Marina had never felt more alone in the world.
She placed the phone on the passenger seat, perched on the summit of the mountain of debris she had taken from her bag. Put the car in gear, left the car park.
Kept one eye on the phone all the time, just in case it rang. Willing it to ring while she drove.
It didn’t.
It was another characterless corridor in another hospital. Mickey Philips should have been used to them by now, but he wasn’t. And in a way he was quite thankful for that.
Over the years, from uniform to plain clothes, he had sat in countless plastic chairs drinking awful brown liquid, and staved off boredom by reading and rereading posters full of stern advice. Advice he forgot instantly in the relief of leaving the hospital. But now, sitting in another plastic chair, nursing another plastic cup of unspecified brown liquid, all those years came back to him.
Waiting for car crash victims to come round and see what parts of their anatomies, their minds, they had lost in the process. Having to tell them they were lucky to be alive. Seeing the look in their eyes saying they didn’t share his opinion.

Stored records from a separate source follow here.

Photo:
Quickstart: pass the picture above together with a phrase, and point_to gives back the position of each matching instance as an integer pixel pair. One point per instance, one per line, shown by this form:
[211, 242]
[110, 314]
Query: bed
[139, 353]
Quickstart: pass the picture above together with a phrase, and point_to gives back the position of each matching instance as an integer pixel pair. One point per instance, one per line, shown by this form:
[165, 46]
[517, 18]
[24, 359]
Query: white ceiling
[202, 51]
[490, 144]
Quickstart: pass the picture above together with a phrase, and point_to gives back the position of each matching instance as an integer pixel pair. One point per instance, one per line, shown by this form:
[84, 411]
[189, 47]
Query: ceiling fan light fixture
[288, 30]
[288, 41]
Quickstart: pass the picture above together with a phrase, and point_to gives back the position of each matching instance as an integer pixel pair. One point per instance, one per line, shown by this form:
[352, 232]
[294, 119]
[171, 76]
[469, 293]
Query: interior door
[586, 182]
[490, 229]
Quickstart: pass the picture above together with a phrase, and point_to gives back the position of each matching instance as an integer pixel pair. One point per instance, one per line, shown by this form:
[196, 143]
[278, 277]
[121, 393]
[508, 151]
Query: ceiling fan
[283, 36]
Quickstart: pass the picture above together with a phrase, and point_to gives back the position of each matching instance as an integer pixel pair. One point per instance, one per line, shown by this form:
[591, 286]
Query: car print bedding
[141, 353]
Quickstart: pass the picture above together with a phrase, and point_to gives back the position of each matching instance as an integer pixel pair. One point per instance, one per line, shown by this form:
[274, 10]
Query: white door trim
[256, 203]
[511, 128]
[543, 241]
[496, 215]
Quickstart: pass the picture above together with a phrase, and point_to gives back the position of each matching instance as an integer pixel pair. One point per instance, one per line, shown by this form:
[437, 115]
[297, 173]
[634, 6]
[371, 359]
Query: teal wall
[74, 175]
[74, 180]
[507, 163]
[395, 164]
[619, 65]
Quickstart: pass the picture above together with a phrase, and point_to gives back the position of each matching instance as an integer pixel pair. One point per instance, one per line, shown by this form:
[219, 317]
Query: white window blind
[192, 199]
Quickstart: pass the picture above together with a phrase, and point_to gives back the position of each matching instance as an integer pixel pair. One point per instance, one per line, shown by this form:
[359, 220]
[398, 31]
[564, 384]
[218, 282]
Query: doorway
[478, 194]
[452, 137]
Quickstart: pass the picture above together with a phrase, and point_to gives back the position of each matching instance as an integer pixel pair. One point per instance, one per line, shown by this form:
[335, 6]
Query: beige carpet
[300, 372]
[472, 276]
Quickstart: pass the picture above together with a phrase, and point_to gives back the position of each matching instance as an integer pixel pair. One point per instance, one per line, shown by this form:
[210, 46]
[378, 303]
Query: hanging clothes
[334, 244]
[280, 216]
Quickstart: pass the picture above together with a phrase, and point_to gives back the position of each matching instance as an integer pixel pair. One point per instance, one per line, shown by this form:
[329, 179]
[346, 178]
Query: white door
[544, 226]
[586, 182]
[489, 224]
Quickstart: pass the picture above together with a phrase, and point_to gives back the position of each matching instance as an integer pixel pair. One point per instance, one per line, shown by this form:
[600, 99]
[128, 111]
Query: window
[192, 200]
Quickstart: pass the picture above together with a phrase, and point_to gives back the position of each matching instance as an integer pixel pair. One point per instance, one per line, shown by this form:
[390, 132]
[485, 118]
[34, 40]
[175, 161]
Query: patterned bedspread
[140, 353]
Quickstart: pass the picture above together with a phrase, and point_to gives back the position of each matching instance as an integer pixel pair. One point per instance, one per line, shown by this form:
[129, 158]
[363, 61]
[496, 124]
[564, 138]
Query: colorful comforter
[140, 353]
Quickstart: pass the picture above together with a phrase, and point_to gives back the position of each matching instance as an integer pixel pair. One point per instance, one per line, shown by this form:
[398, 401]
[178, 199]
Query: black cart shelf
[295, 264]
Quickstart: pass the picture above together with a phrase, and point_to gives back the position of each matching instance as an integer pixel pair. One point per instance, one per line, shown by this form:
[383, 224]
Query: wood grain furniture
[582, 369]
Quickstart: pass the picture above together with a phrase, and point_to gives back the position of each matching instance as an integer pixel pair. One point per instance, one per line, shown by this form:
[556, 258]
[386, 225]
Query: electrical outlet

Waiting for women whose husbands had turned their homes into war zones and used them as punchbags and target practice to come through surgery. Seeing if the latest tactical round of tough love had made them brave, given them the courage to press charges and break away to a new start, end the war and win the peace. Or left them wilting and broken, giving their nominated murderer one more chance, because he really did love them.
Waiting while injured children were opened up and operated on, watching every single solid belief the parents had built up about the world and their place in it shown up for the lie they were. Their life’s guarantee torn up and no one to complain to about it.
Mickey had sat there every time and hoped their heartache wouldn’t infect him. But this time was different. This time he was the grieving friend, the anxious relative. Looking up every time a nurse or doctor walked past. Asking them what was happening, knowing he would only get an answer when there was one to give. Knowing he had to wait like everyone else.